Thursday, August 19, 2010

Gosh. Been really tired the past few days. Kept on sleeping and sleeping the whole day. Thank God for the 2 days MC I got. But gee, the flu was really bad. Was lying in bed resting, when the movie "Letters from God" came to mind. About the sick boy who cared for others and also wrote letters to God. :) So at the end of yesterday, I tried to get onto my knees to pray, and to be honest, it wasn't easy because I kept on coughing and was so tired.

Told God that I felt rather empty actually, just lying there. Wondering what I could do. :) So tried to message some Bible verses to encourage. But fell asleep again. So tired I couldn't even send an SMS.

Pondered. I wonder what it would feel like to be all alone, lying there sick, days without end? How would I respond? Self-pity or do whatever I can do to bless others?

Ephesians 5:1-2
"Be imitators of God, therefore, as dearly loved children and live a life of love, just as Christ loved us and gave himself up for us as a fragrant offering and sacrifice to God."

So prayed that I could have that same kind of attitude too. To be more gracious and caring.


You know, dear friends, I think it's not easy to take a rest at times, actually. In a culture where we emphasize on being productive. On being fruitful. But being sick for three days reminded me how utterly dependent I am on God even to pray. Think about that!

Personally, being sick and weak forced me to confront my fears face-on. The fear of being alone, and the fear of being weak. So I prayed, "Help me Lord."

Interestingly enough, my maid happened to be playing this Christian song on the radio while she was working. "And now let the weak say that I am strong... Let the poor say that I am rich... Because of what the Lord has done for us... Give thanks... give thanks..."

Gave thanks to Him for His goodness, that I'm still alive. :) And for the various blessings. Thank God too that I still had a healthy appetite, and somehow could taste my food. For friends and family. Especially my mum who took care of me. Grateful.


To be honest, I also feel spiritually weak recently. Think I've been too distracted in heart and mind. Many things. Hopes and dreams, fears and failures. Want to reconnect with God again, to draw closer to Him again. I guess for me, I really do find His voice kind of farther away now. Oh dear. Was rushing through my quiet time passages too. Sigh. Sing, O my soul, sing once again, for surely the Lord has been good to thee.

:)

3 comments:

PR said...

Hey Yeu Ann,

Take care! It's good and very important to rest physically, as much as spiritually. :) Resting in the Lord doesn't have to be 'doing something for Him'. It could simply be also lying in bed and thinking about Him, appreciating Him, worshipping Him with your soul, enjoying His presence and recuperating both body and soul. :)

Sleep and rest can be very spiritual.
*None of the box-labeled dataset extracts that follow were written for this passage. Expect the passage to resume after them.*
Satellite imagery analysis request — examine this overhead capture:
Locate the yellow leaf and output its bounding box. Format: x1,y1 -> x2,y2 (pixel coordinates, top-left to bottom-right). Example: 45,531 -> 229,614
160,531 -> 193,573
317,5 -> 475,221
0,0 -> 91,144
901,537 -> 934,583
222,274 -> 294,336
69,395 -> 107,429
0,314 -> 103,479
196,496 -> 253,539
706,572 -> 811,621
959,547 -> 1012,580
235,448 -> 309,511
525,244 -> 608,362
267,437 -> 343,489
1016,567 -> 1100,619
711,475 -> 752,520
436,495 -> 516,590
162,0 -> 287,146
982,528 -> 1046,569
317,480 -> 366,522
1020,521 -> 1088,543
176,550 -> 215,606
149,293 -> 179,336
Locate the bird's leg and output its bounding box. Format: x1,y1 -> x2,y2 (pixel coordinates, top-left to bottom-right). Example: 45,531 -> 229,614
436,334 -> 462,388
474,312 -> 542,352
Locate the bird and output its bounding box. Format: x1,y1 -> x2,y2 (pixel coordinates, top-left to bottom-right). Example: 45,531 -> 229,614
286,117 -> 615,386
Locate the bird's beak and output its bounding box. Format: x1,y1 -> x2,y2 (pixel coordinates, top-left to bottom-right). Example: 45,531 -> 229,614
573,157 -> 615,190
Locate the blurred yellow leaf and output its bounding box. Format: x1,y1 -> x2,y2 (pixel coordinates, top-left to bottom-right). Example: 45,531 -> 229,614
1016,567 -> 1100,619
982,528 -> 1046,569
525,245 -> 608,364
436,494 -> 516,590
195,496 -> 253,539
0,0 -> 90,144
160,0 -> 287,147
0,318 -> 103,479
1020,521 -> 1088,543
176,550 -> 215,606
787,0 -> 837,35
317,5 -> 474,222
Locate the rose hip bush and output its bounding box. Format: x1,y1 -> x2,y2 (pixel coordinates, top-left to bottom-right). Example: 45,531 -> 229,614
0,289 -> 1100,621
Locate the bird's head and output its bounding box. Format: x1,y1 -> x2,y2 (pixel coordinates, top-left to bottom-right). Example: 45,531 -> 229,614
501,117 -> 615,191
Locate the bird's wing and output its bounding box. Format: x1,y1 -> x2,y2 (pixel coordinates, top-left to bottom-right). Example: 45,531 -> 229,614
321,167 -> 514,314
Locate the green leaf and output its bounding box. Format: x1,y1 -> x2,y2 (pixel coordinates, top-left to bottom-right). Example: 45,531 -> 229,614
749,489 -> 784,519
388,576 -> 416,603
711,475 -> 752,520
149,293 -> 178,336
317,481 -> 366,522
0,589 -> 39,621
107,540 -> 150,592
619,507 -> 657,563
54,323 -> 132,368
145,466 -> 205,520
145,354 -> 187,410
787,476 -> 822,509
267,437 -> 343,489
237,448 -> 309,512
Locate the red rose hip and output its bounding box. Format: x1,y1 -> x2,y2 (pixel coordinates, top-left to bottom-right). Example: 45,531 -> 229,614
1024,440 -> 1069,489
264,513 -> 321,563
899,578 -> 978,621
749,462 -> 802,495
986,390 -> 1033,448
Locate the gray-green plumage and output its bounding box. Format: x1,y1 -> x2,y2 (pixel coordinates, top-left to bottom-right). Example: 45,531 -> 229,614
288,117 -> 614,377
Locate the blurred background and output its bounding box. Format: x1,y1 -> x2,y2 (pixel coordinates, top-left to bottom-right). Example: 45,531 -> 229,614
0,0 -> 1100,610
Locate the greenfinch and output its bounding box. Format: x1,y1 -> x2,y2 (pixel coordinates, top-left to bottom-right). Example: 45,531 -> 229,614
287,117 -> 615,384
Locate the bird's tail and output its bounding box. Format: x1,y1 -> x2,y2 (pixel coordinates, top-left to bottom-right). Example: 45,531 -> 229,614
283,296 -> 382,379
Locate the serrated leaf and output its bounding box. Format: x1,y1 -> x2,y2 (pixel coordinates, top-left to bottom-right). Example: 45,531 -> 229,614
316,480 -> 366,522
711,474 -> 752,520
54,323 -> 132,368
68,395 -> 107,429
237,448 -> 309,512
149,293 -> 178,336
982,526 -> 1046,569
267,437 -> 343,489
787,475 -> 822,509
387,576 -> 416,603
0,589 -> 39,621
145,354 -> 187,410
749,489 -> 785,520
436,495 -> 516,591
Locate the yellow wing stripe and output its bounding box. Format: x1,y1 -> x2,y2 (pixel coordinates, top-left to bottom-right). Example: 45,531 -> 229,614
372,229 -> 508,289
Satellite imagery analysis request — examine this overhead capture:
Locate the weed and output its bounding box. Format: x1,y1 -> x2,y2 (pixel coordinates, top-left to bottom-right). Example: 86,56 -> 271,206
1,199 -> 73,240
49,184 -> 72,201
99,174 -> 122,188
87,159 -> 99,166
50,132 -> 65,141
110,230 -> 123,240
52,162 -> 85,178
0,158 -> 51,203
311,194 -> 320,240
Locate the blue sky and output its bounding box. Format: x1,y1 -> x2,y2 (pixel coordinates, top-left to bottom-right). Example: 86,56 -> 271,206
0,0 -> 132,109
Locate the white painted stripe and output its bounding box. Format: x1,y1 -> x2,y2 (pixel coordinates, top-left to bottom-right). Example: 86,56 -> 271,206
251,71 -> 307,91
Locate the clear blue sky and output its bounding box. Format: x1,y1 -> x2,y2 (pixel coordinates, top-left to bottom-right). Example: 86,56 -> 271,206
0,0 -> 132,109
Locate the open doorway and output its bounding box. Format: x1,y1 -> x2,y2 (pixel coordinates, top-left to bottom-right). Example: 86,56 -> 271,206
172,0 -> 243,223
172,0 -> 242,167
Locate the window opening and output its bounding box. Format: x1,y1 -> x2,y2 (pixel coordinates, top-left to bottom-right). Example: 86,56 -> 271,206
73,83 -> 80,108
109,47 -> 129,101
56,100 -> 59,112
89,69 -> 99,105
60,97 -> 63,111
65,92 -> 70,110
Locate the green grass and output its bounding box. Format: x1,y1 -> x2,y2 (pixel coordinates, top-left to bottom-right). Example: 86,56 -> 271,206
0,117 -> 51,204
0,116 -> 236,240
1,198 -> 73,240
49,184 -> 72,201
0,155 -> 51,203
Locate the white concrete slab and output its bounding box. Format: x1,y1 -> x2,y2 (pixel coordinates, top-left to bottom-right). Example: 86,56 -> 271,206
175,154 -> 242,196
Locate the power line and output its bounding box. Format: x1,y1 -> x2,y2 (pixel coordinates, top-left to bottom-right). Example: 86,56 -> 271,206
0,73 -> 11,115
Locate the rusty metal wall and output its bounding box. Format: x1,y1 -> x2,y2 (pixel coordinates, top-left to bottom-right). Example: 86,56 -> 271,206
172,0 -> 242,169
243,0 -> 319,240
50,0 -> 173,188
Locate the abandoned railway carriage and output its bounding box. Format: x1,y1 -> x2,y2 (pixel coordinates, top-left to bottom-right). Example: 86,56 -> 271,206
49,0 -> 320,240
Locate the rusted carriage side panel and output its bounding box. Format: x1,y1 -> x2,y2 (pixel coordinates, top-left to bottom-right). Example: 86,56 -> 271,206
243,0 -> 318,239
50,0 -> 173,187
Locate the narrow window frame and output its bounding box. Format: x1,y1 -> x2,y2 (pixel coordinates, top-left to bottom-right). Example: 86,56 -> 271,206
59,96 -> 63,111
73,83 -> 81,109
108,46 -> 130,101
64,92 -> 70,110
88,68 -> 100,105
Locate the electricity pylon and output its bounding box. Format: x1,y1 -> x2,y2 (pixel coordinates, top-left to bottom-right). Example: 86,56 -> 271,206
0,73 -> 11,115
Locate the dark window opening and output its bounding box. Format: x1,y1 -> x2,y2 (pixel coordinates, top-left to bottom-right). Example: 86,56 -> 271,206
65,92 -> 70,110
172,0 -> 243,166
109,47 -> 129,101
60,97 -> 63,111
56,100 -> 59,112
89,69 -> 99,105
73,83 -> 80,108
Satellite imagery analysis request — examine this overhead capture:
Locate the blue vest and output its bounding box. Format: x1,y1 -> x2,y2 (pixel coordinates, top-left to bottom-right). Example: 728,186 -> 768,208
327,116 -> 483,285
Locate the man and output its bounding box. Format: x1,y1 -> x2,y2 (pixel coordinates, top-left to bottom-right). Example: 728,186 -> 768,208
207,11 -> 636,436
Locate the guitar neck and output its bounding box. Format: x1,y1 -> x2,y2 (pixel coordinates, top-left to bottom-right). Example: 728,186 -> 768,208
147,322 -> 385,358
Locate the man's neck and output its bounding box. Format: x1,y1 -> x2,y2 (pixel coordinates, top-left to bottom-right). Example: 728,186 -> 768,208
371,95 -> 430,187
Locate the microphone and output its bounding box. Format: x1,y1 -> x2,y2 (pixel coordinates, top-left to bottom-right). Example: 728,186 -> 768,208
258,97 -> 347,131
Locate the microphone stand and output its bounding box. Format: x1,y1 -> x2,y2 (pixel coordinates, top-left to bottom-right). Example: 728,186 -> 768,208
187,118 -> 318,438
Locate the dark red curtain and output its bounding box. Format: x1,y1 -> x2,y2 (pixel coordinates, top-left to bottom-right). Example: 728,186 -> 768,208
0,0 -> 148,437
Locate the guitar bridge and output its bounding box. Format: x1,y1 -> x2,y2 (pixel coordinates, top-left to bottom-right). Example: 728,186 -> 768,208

Don't rush, be patient, and enjoy! :) And get well soon!
Rest and recover well so that you can continue blessing us when you're more energetic! ;)

Unknown said...

Take care bro! You encouraged people through bible verses even when you were sick? Wow! Thank God for your life. Pray that you recover fully real soon! :)

yeu@nn said...

Wow, Peiru, Shenteng, thanks so much for your care and concern! :D Yes, took your words to heart - spent some time today to just rest and worship in His presence... to pray in the Spirit... =D He restores our souls!